Use the original voice input as a normal message with content_type: "audio", then emit a correlated message.transcribed event when STT finishes. This matches the UnifiedMessage model:
  • routing.id identifies the original voice message
  • event.ref_id points back to that message
  • event.data.transcript carries the transcribed text
That design is better than relying on event order or “most recent pending message” heuristics.

What the agent should receive

The agent should receive:
  • the transcript text
  • the source message ID
  • useful metadata such as mime_type, duration_ms, language, or stt_confidence
The transcript text should be the canonical message content used for conversation history and downstream reasoning.

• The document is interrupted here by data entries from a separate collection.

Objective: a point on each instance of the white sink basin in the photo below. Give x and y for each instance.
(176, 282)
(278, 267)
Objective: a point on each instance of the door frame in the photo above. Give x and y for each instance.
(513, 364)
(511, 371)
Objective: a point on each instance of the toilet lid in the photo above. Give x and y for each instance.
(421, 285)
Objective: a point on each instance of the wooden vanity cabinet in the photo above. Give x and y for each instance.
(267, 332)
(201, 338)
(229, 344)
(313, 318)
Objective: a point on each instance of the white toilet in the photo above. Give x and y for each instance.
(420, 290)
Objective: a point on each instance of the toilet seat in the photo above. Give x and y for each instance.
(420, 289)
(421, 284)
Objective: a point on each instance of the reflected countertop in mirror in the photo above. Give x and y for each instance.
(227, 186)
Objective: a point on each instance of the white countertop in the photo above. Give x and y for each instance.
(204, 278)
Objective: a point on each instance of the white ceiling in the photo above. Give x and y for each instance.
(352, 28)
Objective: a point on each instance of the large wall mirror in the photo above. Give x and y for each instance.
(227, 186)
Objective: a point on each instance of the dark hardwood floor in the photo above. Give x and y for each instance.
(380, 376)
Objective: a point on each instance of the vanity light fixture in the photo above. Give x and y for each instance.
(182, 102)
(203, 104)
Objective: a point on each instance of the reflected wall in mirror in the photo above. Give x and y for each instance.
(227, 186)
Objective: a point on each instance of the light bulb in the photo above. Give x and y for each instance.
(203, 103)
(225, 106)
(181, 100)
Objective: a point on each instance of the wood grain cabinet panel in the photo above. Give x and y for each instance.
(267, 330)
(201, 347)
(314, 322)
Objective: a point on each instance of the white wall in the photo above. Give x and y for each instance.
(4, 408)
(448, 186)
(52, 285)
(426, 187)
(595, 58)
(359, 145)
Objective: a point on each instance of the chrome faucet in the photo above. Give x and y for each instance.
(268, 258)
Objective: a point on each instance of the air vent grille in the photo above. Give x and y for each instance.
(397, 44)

When agent-triggered transcription makes sense

Letting the agent call a transcription tool directly is useful only when you need true multimodal behavior, for example:
  • the agent must inspect raw audio beyond plain words
  • tone, hesitation, or other non-text cues matter
  • different agent branches may choose different extraction strategies
  • audio inspection is optional and should happen only in special flows
For a normal chat product, this is usually more complexity than value.

Design rules

  • Use explicit message IDs everywhere.
  • Emit transcript updates as structured events.
  • Treat the transcript as the canonical chat input.
  • Keep STT and TTS outside the core agent reasoning loop.
  • Handle STT failure as structured state, not as fake text injected into the conversation.
  • Keep the original audio message for playback, auditing, and future reprocessing.

Avoid

  • having the agent decide whether a standard chat voice note should be transcribed
  • coupling transcript and assistant reply by arrival order
  • mixing audio transport logic into the agent prompt contract
  • converting transcription failures into user-visible fake messages

Summary

The recommended design is: audio message -> STT in application code -> transcript event -> agent reads text -> assistant text reply -> optional TTS This is the simplest, most testable, and most reusable architecture for chat audio messages.